Apa yang orang-orang lakukan? Ya MENGHUJAT lah. Followers yang dulunya memuja-muja Remi dengan sukarela, kini dalam sekejap menghujat Remi habis-habisan tanpa tahu kejadian yang sebenarnya. Coba kita lihat ke kehidupan nyata, apa kasus seperti ini ada? BANYAK. Contoh saja, publik figur. Ketika ada berita miring tentang dirinya, apa yang kita lakukan? Menghujat, menghabiskan kuota, membuang-buang waktu hanya untuk menghujat. Sumpah serapah keluar dari mulut kita, kalau dulu ada pepatah "mulutmu harimaumu, yang akan menerkammu". Sekarang, mulut sudah berganti dengan jari. Coba pikir-pikir lagi, sudah berapa kalimat, sudah berapa kali jari-jemarimu beraktivitas untuk mejatuhkan mental seseorang?? Menghujat, memaki, membully seseorang yang bahkan tidak kau kenal sekalipun?
Polisi di webtoon ini, menurut gue tidak bijak dalam menangani kasus. Remi diberitkan menderita Sindrom Stockhom.
Sindrom stockholm adalah respon psikologis dimana dalam kasus-kasus tertentu para sandera penculikan menunjukan tanda-tanda kesetiaan kepada penyanderaannya tanpa memperdulikan bahaya atau resiko yang dialami oleh sandera itu. Sumber : Wikipedia.
Tuduhan ini yang kemudian dipublikasi dan menyebabkan hujatan datang bertubi-tubi. Seolah-olah sang polisi tidak peduli dan tidak mengorek informasi dengan baik kepada orang-orang yang terlibat dalam kasus ini, termasuk Remi.

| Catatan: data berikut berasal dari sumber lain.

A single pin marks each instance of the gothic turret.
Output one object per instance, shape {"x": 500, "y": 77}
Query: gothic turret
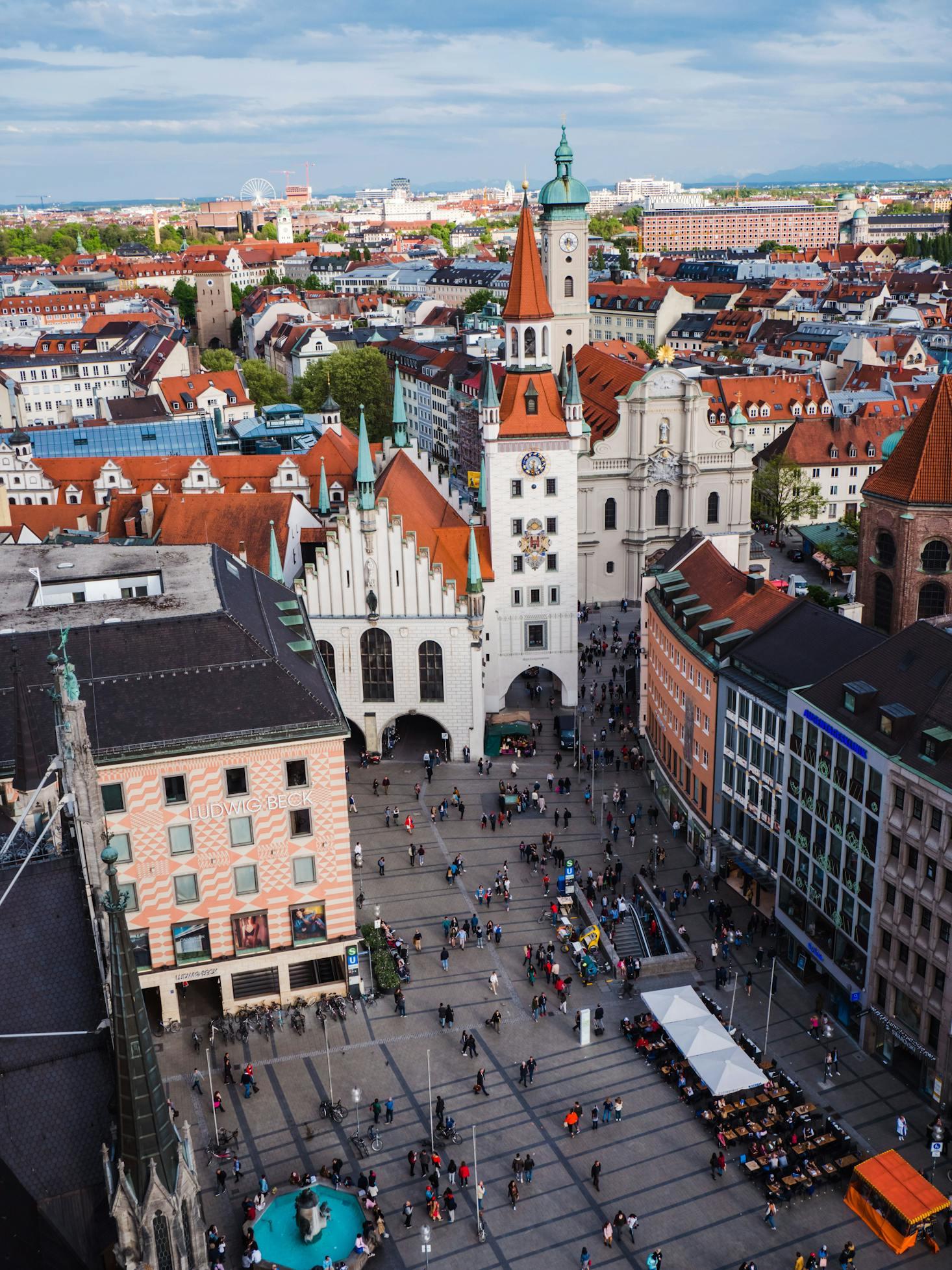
{"x": 475, "y": 598}
{"x": 401, "y": 440}
{"x": 323, "y": 496}
{"x": 275, "y": 565}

Akhir cerita ini ditutup dengan bunuh dirinya sang tokoh utama, Remi. Ia sudah kehilangan semuanya. Mulai dari keluarga, sahabat, teman, sosial media, termasuk Doha. Dia merasa sudah tidak punya siapa-siapa lagi. Followers? Bullshit dengan followers. Mereka hanya memuja ketika kamu baik dan sesuai dengan apa yang mereka mau. Belum lagi hujatan dan bully yang kembali ia terima. Bunuh diri adalah jalan terakhir. Rasa depresi, tertekan, kuat atau tidaknya mental seseorang, kita tidak pernah bisa mengukur. Tidak ada yang bisa dijadikan tolak ukur. Perundungan ini tetap akan terus terjadi, pasti. Gue jamin, pasti akan selalu ada. Never die.
Oke itu saja poin-poin yang gue tangkap selama mengikuti webtoon ini. Banyak banget pelajaran yang bisa diambil dari cerita ini, buat yang belum baca, mampirlah sebentar. Walaupun hanya sekedar intip-intip. Episodenya gak banyak, cuma 44 episode. Termasuk epilog dan prolog. See you di next artikel.